Anyway, last weekend was particularly difficult. This has been going on a while, but it only REALLY got in the way of my life last weekend. I think last weekend I had a mental breakdown, and everything got 100 times worse. It was awful. The stuff I described I have felt for ages, but I'm mostly describing it from what I felt that weekend. It was triggered by a sudden confrontation with death.

I have always been especially afraid of death. Everyone is. But this really bothered me. The fear made me physically sick, and I stayed home from school because of it. And this fear of death made everything seem so sinister and gloomy and dire.

^^^^ Ok because Of all this I decided to go to the GP, just in case. I have alot of the early symptoms of paranoid schizophrenia, but I'm not going to diagnose myself, and I know it could be anything else, I just want help.

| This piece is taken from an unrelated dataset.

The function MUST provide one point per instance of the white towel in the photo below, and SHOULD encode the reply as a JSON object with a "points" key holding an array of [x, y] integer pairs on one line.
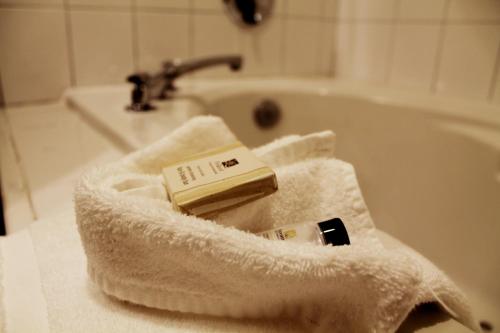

So last night my mood really lifted. I dont know why, suddenly I just let go of all the fear I felt last weekend. The fear that was literally eating me away. Guys, I was afraid to leave my house. But now I'm fine, I had a sudden realisation that I cant stop death, and If I dont fear it then it wont be scary. I just got over it.

I dont know whether I should still go to the doc. Like, before last weekend all this anxiety type stuff was there, but nothing Id go to the doctor about, you know? So if I'm back to normal now, what's the point?
I didn't think I'd get over it, but I did. People are telling me that I should go, that it doesnt matter if its over now, but it matters that it happened in the first place.

I'm afraid that if I do go things will get worse again from talking about them. I'm afraid they'll put me on meds that will only bottle up the problem and eat up my personality, plus I'll become immune and crash later in life. Also, I'm afraid I'll just get over it, and realise that what happened was only an anxious paranoid phase I had. Then another problem will come along and Ill be so used to seeking help I'll just get therapy or something instead of dealing with it myself.

The thing that made me want to go doc is gone, but the rest is still here maybe?
I'm so confused.

kittylou
May 25th, 2011, 01:02 AM
I would still talk to your doctor - there are some physical illnesses that can lead to those kinds of symotoms, and even if it is psychological it is something that needs to be dealt with if it can impact your life that much that you don't want to leave the house.

If you can, and I know it's hard, I would still keep the appointment and talk to your doctor about how you were feeling and what (if anything) changed before/when you began to feel better again. Doctors shouldn't put you on medications for no reason and you can always discuss with them what they are putting you on and why.

Seeking out some professional counselling help may be of benefit too if it is making you that anxious. Counsellors aren't there to manage all your problems for you but help you to put in techniques to manage them yourself so you shouldn't need to worry about not being able to cope in the future. They will probably help you with anxiety management and possibly mindfulness exercises. (If you don't know what these are but want to just let me know and I can give you some websites to look at).

Fiction
May 25th, 2011, 06:22 AM
I used to be really paranoid like that when I was younger. To the point where I used to be most of every night crying, but I was very young and I did grow out of it, i'm not sure if at age 17 the same thing would happen.

I think you should go and see the doctors though, it won't do any harm it might just mean that you have some help. If it turns out you don't need help well you won't get it, but if you do then at least you've got it... if that makes any sense.